For Ball, many of these experiences relate back to New Orleans, where both she and the band itself were born. As Ball explains, creating the group wasn’t so much an intentional goal as it was the product of a chance meeting at an open-mic night at New Orleans restaurant BlackStar Caffe.
“Open mic would be every Monday night. It was pretty amazing,” Ball says. “We just sort of met other people in the group along the way.”
After performing together for several years and releasing a debut album, the group was encouraged to enter NPR’s 2017 Tiny Desk Contest by Ball’s close friend, a move that Ball originally resisted.
“She literally had to set it up like it was a gig,” Ball laughs. “She finally pushed us forward and made it happen. We picked the song. We picked the space that we wanted to film it in, which was a New Orleans classroom that I had been in before, with lots of art and big old desks. I was like, yeah, this is the place. It’s been history ever since.”
The group’s subsequent Tiny Desk Concert on NPR has been viewed more than 2 million times on YouTube, and in April, Tank and the Bangas embarked on a nationwide tour with NPR Music. Since then, Ball and her musicians have performed at music festivals throughout the country, and will notably appear at Austin’s own Austin City Limits Music Festival this month.
“NPR put us on a platform so that people could really see us shine,” Ball says of the impact the contest had on the band. “We’ve been like a night-light inside of many people’s rooms, and now it’s like we’re the main light turned on in the house.”

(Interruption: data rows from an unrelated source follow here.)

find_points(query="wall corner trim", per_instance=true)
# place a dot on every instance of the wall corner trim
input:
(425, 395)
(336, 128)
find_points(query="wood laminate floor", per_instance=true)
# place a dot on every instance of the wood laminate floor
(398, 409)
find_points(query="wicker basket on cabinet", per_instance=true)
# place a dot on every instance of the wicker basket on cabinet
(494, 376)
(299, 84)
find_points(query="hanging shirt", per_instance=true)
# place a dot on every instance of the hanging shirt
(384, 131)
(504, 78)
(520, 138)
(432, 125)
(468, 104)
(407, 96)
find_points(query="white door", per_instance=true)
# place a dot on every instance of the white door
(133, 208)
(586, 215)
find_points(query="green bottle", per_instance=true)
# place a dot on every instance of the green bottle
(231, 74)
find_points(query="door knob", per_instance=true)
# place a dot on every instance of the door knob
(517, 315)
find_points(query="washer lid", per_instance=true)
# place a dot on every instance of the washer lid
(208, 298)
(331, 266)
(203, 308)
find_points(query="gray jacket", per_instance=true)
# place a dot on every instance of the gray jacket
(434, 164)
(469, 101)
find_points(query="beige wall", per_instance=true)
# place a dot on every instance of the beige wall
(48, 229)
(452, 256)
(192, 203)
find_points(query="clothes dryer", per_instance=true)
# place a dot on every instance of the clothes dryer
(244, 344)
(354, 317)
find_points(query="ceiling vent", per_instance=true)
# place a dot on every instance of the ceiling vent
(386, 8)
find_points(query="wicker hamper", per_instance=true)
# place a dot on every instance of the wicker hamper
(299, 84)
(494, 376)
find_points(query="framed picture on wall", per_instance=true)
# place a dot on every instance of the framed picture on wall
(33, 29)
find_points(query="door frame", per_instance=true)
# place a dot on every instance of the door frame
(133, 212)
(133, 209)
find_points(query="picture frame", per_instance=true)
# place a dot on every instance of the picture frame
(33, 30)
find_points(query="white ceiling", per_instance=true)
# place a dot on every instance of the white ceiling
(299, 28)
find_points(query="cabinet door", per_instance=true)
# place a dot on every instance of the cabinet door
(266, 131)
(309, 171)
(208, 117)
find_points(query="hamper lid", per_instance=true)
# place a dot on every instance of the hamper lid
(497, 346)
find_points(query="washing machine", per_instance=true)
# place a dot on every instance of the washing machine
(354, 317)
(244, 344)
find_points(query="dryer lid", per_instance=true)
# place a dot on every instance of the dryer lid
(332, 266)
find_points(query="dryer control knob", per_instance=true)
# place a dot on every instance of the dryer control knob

So, what’s next for Tank and the Bangas? Ball confirms the group is working on new music, although it may sound a little different from what fans are used to.
“The music changes and grows, like I change and I grow,” she explains.
But no matter what form the songs take, one thing is clear: Ball’s roller-coaster ride has just begun, and, so far, there doesn’t seem to be a drop in sight.